A aquel hombre no le faltaba razón, porque las mesas de aquella taquería eran de dimensiones tan reducidas que todos los clientes estaban sufriendo problemas de maniobrabilidad; pero el tono empleado por aquel engominado era tan descortés que producía vergüenza ajena escucharlo. La camarera —de rasgos amerindios muy marcados y que no tendría más de veinticinco años— empezó a despejar la mesa tal como le habían solicitado, pero decidió no pasar por alto aquel trato infamante.

—Señor —le explicó sin levantar la voz—, mi nombre es Guadalupe, no chamaquita. Y lo que está en la mesa no es mierda, sino la comida que han solicitado. Se convertirá en mierda cuando ustedes terminen de almorzar y me toque a mí limpiarlo.

La respuesta fue tan contundente que el engominado no supo qué decir, y tuvo incluso que padecer las burlas de su compañero de mesa, quien le recriminó, en tono jocoso, que se hubiera dejado comer el terreno por una jovencita.

—¡Caramba con La Malinche! —exclamó Amanda—. ¡Menudo corte le acaba de dar a su des-Cortés!

Perdomo no hizo ningún comentario, pero era evidente por su media sonrisa que había quedado subyugado por la exhibición de carácter de la mesera mexicana. Justo en el momento en que Perdomo se disponía a hacerle a Amanda la última pregunta sobre el Club 27 sonó su móvil. Era Tania, la forense que había firmado el certificado de defunción en el hotel.

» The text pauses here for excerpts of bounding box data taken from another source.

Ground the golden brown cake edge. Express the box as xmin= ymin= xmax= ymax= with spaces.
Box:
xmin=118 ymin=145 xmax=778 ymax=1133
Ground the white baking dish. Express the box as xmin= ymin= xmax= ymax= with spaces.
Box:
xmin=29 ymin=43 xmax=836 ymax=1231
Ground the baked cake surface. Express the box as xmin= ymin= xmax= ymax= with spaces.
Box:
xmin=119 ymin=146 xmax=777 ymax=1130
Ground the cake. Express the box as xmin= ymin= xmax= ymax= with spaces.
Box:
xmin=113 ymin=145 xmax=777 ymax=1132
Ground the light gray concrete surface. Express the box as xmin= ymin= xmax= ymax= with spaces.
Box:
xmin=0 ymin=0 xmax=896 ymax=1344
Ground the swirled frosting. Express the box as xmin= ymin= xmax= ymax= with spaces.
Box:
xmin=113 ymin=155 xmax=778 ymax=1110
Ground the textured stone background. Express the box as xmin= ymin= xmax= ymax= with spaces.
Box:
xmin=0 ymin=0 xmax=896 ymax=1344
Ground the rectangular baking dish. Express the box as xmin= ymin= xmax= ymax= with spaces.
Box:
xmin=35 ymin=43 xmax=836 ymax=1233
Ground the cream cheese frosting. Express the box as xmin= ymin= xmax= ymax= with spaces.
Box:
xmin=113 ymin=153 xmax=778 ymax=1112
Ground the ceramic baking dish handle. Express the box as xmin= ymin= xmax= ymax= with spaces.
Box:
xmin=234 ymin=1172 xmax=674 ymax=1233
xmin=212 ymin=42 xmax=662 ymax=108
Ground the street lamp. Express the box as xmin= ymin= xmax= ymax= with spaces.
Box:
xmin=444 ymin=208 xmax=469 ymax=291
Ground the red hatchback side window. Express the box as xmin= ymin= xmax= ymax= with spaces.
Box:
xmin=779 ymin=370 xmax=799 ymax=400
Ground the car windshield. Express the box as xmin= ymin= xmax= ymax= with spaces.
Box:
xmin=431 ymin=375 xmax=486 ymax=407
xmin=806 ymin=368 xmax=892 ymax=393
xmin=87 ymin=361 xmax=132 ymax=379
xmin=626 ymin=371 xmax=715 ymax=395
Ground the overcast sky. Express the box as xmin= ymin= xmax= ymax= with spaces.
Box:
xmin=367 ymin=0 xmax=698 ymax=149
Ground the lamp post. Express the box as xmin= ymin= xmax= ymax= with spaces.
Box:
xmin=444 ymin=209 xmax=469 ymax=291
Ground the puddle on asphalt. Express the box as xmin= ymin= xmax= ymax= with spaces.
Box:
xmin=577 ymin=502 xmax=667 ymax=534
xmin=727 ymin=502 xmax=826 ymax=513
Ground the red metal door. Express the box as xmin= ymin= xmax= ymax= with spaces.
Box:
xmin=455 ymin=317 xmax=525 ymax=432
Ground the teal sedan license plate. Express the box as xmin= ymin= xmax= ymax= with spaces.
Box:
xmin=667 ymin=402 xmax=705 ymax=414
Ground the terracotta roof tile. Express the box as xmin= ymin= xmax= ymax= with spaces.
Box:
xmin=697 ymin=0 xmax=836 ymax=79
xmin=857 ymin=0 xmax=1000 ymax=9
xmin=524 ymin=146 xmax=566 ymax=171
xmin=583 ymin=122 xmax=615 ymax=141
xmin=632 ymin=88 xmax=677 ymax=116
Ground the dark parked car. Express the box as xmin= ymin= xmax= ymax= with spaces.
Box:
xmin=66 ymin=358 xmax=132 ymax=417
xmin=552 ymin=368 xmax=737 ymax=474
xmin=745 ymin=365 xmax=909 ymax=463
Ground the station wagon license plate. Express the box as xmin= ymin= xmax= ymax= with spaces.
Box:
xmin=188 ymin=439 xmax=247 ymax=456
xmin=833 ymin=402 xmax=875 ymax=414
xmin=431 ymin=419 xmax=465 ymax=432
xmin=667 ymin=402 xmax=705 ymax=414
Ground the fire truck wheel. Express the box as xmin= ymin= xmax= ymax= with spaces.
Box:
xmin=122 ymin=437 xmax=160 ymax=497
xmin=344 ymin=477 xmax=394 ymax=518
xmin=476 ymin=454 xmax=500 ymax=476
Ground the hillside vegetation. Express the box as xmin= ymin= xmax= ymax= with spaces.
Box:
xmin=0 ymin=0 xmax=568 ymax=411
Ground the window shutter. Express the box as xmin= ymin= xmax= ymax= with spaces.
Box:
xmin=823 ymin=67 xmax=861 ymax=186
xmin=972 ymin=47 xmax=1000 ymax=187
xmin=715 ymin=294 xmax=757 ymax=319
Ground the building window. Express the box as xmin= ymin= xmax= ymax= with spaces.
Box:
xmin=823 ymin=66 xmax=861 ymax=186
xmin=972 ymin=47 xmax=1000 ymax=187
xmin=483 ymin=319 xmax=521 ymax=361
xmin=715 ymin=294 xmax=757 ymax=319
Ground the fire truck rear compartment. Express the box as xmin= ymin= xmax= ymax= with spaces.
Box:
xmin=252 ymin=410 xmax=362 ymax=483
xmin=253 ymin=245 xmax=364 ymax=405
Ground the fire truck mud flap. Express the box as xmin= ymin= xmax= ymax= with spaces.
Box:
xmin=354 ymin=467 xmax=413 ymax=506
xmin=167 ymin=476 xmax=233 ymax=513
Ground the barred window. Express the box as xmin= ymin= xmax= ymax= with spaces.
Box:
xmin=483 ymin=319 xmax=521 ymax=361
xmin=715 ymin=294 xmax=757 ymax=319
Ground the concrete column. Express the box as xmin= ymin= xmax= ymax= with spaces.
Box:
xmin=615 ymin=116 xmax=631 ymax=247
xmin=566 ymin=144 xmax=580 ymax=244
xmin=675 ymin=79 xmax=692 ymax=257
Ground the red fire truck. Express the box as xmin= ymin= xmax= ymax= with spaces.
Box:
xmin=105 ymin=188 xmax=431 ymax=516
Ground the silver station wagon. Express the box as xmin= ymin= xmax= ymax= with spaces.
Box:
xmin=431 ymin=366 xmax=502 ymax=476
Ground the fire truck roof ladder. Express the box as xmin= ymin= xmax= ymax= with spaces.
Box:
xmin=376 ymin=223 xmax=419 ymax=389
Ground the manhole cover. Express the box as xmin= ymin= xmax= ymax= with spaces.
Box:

—Voy a hacerle la autopsia a Winston dentro de dos horas —le dijo— y luego me marcho a Barcelona a resolver los últimos flecos de mi divorcio. Como te conozco y sé lo importante que este homicidio es para ti, creo que lo mejor es que te vengas para el Anatómico Forense y que estés presente en la autopsia. Así te podré ir respondiendo sobre la marcha a todas las preguntas que me quieras formular.

16

Break on through to the other side (Live in Paris)

París, nueve meses antes del asesinato

—¡Anita, la encontré! —gritó John Winston ante la tumba del cementerio del Pére-Lachaise que él y su mujer llevaban buscando desde hacía veinte minutos.

La pareja había contraído matrimonio hacía tan sólo una semana, en Gibraltar —un homenaje tanto a John Lennon como a Sean Connery, que era escocés como Winston—, y tras una breve ceremonia que apenas había requerido papeleo, se había desplazado a París, para disfrutar de su luna de miel. Aunque no habían rehuido los tópicos obligados en cualquier visita turística —torre Eiffel, Museo del Louvre—, los recién casados habían acordado realizar una serie de incursiones a lugares algo menos trillados de la Ciudad de la Luz. Uno de ellos era el célebre cementerio del Pére-Lachaise, el más grande de la ciudad, que los parisinos utilizaban con frecuencia como lugar de paseo. La cantidad de celebridades que reposaban entre sus muros era tal, que ni siquiera disponiendo de una mañana entera era fácil visitar todos los sepulcros: desde Georges Bizet —el creador de la ópera
Carmen
— hasta Isadora Duncan —la bailarina estrangulada por su propia chalina—; desde Simone Signoret e Yves Montand —la más carismática pareja del cine francés— hasta Oscar Wilde —el escritor irlandes que aseguraba que la única manera de vencer a la tentación es ceder a ella.

Winston y Anita —una argentina de rasgos mestizos, nueve años mayor que el músico— habían rendido ya tributo a Gioacchino Rossini, cuyo ataúd reposaba en una caseta de piedra, rematada por dos puertas de madera rojiza, siempre engalanada con flores. Luego, no se sabe si porque el plano que les habían vendido contenía alguna errata o porque ellos no habían sabido interpretarlo correctamente, se habían despistado por completo en la búsqueda de la siguiente lápida y casi habían tenido que desistir de su propósito. Después de dividirse, para optimizar el rastreo, John Winston se había internado por la división 6 del cementerio, una zona en la que unos vándalos habían pintarrajeado, sobre las tumbas de ciudadanos menos ilustres, una serie de flechas con el nombre Jim, que en algunos casos se contradecían unas a otras. Por fin, tras mucho deambular, y casi por azar, el músico había localizado la tumba que tanto había estado buscando.